Lieutenant Percival only saw it once.
His back was against a stone wall. Familiar Periad stone, familiar Periad streets. Percival had not made a lifetime of stealth, but his ancestors had, and that was serving him well at the moment. His calm eyes narrowed slightly behind his slightly upset hair. The familar stones were shaking. What slipped through the streets ahead was larger than he had any idea how to confront. He didn’t panic, of course. The concept would’ve been alien. Part of him did wonder where the new hire was, but she wasn’t even assigned to this corner of the district, and even at her considerable land speed (when using all four limbs), Percival doubted she could handle this.
But the Captain was here.
Admittedly he wasn’t doing much better. Captain Kelling had his back up against the wall across the street, flattening himself as the creature trashed its way across the intersection of Dart and Uriel. Its path of destruction had started in the soft dirt under the Stilts and made its way progressively southeast. “It’s probably seeking water.” Anis had said at the time, completely unhelpfully. “I don’t know any spells that could help with something of that size.” She was remarkably matter-of-fact about her own usefulness. Captain said he would handle it. Percival followed, wholly cognizant of the uselessness of his own spear, because duty demanded nothing less.

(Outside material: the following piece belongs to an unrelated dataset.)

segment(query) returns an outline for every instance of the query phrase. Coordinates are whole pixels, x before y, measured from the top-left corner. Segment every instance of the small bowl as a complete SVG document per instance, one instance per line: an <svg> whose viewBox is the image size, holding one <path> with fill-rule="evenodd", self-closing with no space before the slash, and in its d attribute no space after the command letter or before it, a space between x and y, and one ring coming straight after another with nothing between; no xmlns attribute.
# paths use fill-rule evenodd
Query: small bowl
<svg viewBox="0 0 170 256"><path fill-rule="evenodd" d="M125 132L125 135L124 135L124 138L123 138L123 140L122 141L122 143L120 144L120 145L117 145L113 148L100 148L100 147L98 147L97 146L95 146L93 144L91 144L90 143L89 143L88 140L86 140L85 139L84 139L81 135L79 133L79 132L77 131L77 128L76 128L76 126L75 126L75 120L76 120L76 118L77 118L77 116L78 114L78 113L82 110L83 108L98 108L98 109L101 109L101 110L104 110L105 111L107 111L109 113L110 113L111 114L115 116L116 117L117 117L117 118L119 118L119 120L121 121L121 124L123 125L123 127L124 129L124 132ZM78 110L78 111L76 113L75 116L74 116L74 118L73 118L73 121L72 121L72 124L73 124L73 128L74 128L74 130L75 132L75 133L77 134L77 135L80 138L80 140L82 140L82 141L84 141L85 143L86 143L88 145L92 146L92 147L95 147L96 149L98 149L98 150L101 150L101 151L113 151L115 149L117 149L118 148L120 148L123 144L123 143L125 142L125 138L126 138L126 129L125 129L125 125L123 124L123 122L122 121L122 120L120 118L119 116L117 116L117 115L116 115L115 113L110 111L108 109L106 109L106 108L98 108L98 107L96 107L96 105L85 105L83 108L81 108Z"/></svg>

Now here they were, a pair of old souls who had spent most of the afternoon chasing something ten times their size while wearing full metal armor. Captain Kelling, whose great misfortune was to be born human, was covered in sweat. Percival had merely temporarily lost control of his bangs which, he took a moment to notice, would need to be cut if he survived.
The creature at the intersection rolled towards another residence, trying to burrow underground through the stone of Periad’s streets in desperate, writhing motions. It failed, and took out its frustration on the suddenly-fragile stone walls. “Captain?” Percival asked. He didn’t need to say much more. They had done all their communicating long ago. The men understood each other.
“I know. I called for help. Just waiting on it now.” Kelling responded, watching the sky.
“We can’t wait.” Percival said. People were fleeing nearby buildings, taking to the streets or basements to escape. The ones in the basements were probably making the wrong choice. “If it comes down to them or us…”
It wasn’t a question. It wasn’t even a reminder. It was just a statement of fact. If it came down to either of them or the life of a single citizen of Periad.
The two paladins stood, stepping out around their respective corners into the street. Kelling shouted something, but Percival was unfamiliar with the language. The old weather vane that the Captain carried was hurled, carried aloft by the Idol’s will. It sunk into the worm’s hide, causing it to immediately change direction. The monster’s movements still struck out randomly at buildings on either side of the street, but now the wall of purple scale and meat was heading for them. Percival glanced to Kelling, now unarmed. Kelling was still watching the sky. This didn’t seem like the time for that.
Until that same sky disgorged death.
Percival would later recall seeing some flying creature well above. Strange, of course, for its height. Usually creatures that high are forced down by the laws concerning the walls. What was dropped, though, was far worse than either the monster above or the one before them.
It struck the ground with remarkable force. At first it seemed to wedge itself between two cobblestones, until Percival realized that neither stone had been parted before that moment, and the smooth rift between them was caused entirely by the Black Halberd. Kelling strode forward, his gauntlet closing around the weapon’s ebony haft, pulling it from the stone and settling the weapon on one shoulder, his stance comfortable and familiar with the weight of it. The entire weapon was black. The haft was ebon, the metal was black iron, the blade was obsidian, curving with razored scallops. There was no color to it, a trait which Percival found familiar somehow.
But never frightening.
Percival scarcely remembered the battle that followed. When the time came that he would become Captain Leroux, and wonder at what happened to his friend, he would return to the corner of Dart and Uriel, where the Captain’s weapon had left perfect, almost melted grooves in the stones of the building and street. Sometimes, Captain Leroux would run his hands along them and remember.